É por isso que a OMS está a trabalhar tanto para reforçar os sistemas de saúde e assegurar que os países têm sistemas de financiamento robustos e um número suficiente de profissionais de saúde bem treinados e motivados. É por isso que a OMS, com a ONU e parceiros mundiais, se estão a reunir na Comissão da ONU sobre o Estatuto da Mulher de 9 a 20 de Março de 2015 em Nova Iorque. Analisaremos novamente as promessas feitas na Declaração e Plataforma de Acção de Pequim de 1995, com vista a renovar o esforço global para eliminar as desigualdades que colocam serviços de saúde decentes fora do alcance de tantas mulheres.

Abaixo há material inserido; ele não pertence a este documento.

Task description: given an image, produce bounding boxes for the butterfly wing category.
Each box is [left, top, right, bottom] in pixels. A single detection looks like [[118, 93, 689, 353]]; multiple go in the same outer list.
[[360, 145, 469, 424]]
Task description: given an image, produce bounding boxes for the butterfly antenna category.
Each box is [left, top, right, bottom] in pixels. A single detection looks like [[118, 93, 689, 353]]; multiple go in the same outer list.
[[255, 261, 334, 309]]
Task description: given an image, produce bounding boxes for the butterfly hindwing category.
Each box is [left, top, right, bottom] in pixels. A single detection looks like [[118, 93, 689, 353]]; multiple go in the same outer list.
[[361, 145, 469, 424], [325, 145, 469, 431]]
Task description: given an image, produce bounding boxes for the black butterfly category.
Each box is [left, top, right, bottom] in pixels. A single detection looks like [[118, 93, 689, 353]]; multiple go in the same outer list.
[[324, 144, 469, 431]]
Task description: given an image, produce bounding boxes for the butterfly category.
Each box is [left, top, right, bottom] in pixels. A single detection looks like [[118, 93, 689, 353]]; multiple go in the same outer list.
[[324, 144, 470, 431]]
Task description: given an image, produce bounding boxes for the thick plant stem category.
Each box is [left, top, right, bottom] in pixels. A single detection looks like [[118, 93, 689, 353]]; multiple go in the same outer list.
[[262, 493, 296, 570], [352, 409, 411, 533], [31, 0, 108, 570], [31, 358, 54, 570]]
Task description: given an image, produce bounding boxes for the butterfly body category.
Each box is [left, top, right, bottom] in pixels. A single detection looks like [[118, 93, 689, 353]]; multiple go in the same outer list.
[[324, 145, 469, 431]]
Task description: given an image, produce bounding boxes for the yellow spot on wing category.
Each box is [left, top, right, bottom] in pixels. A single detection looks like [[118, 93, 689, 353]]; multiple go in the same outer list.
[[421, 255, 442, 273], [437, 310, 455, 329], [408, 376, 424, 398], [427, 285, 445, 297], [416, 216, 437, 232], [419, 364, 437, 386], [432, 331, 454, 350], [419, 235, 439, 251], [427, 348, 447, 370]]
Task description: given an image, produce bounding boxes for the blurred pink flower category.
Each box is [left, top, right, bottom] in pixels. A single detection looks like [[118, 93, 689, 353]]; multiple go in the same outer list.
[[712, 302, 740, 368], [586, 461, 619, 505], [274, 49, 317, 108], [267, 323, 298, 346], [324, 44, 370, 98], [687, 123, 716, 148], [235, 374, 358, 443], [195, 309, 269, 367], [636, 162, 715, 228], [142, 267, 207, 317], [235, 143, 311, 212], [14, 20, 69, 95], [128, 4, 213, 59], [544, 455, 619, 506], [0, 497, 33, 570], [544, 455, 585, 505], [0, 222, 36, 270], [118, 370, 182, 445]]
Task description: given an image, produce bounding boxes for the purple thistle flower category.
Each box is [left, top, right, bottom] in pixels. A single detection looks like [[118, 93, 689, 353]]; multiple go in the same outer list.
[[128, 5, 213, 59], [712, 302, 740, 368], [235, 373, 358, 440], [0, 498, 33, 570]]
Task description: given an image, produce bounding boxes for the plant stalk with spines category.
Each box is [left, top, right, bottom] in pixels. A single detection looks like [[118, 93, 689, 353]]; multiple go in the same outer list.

E é por isso que a OMS e os seus parceiros estão a desenvolver uma nova estratégia global para a saúde das mulheres, crianças e adolescentes, e a trabalhar para consagrar a saúde das mulheres nos Objectivos de Desenvolvimento Sustentável pós 2015 das Nações Unidas. Isto significa não só estabelecer objectivos e indicadores, mas também catalisar compromissos em termos de política, financiamento e acção, para assegurar que o futuro traga saúde a todas as mulheres e raparigas – quem quer que sejam, onde quer que vivam.